Is there a time delay when using cuMemGetInfo or cudaFree?

I am trying to run a 1 million+ particle problem but it appears the memory on the devices is not being fully deallocated. I am using cuMemGetInfo for this.

I run a cuMemGetInfo in a kernel immediately after memory has been allocated on the device, showing 80% used.

When I leave that kernel I run another cuMemGetInfo before I execute the next kernel and either it is still 80% used or halved to 40% used.

Similar behaviour occurs for some other kernels in the iteration, but in other kernels the memory is fully deallocated.

Needless to say in the next iteration the device runs out of memory, as notified by cudaGetLastError

And yes I cudaFree all arrays allocated via cudaMalloc.

What is occuring? Do I need to use cudaMalloc and cudaFree with some other call?

I might have hit this yesterday.
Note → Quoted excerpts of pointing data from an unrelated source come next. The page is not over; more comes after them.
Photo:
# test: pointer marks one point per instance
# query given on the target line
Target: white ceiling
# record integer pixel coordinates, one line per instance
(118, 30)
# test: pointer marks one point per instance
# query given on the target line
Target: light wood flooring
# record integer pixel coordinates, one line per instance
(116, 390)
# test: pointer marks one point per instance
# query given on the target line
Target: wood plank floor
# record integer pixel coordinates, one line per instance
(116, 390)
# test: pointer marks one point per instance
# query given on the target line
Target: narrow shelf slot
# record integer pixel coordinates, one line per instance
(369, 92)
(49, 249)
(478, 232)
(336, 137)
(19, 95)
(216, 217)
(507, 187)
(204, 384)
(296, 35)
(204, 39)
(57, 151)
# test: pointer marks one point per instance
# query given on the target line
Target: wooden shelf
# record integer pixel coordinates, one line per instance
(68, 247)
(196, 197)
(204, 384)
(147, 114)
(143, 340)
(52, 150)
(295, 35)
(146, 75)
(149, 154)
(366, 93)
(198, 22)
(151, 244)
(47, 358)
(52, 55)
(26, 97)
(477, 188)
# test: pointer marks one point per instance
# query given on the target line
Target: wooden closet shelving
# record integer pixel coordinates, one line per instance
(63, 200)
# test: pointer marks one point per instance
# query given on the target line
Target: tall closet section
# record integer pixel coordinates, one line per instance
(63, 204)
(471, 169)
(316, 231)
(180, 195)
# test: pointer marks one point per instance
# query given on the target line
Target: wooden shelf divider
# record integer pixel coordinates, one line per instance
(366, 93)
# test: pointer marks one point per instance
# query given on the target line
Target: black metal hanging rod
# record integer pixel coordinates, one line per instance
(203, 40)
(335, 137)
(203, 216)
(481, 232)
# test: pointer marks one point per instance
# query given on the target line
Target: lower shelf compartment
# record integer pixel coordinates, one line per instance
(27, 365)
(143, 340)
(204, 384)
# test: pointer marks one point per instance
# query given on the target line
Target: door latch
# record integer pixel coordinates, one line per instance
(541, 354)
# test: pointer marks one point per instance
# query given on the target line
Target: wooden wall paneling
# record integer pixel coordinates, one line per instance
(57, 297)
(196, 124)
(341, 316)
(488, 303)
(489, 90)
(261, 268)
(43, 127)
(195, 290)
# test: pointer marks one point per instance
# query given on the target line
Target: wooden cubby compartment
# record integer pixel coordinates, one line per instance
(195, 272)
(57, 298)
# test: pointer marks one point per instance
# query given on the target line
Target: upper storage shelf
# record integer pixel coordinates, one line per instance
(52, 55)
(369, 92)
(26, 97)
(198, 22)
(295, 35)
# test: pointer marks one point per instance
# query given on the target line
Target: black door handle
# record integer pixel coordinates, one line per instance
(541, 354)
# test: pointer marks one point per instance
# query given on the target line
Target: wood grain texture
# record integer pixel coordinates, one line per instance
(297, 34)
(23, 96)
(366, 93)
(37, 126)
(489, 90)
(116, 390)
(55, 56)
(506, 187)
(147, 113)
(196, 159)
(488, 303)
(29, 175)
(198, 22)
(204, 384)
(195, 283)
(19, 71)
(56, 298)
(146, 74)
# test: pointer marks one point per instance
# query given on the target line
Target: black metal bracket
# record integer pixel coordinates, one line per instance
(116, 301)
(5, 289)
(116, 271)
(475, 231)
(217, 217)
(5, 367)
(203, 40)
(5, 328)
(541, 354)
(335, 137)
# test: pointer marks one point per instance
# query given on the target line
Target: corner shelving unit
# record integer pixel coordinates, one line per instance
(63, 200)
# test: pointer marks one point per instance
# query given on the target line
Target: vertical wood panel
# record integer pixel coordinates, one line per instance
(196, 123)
If I can figure out what was causing it exactly, I’ll let you know.

What card, driver, and OS were you using?

tesla c870, don’t know the driver, linux SUSE enterprise 10.1

In a sequence of 4 kernels the used memory after leaving that kernel is

2% (with an internal peak of 11%) ie all memory deallocated

74%(with an internal peak of 74%)

82%(with an internal peak of 82%)

82% (with an internal peak of 89%)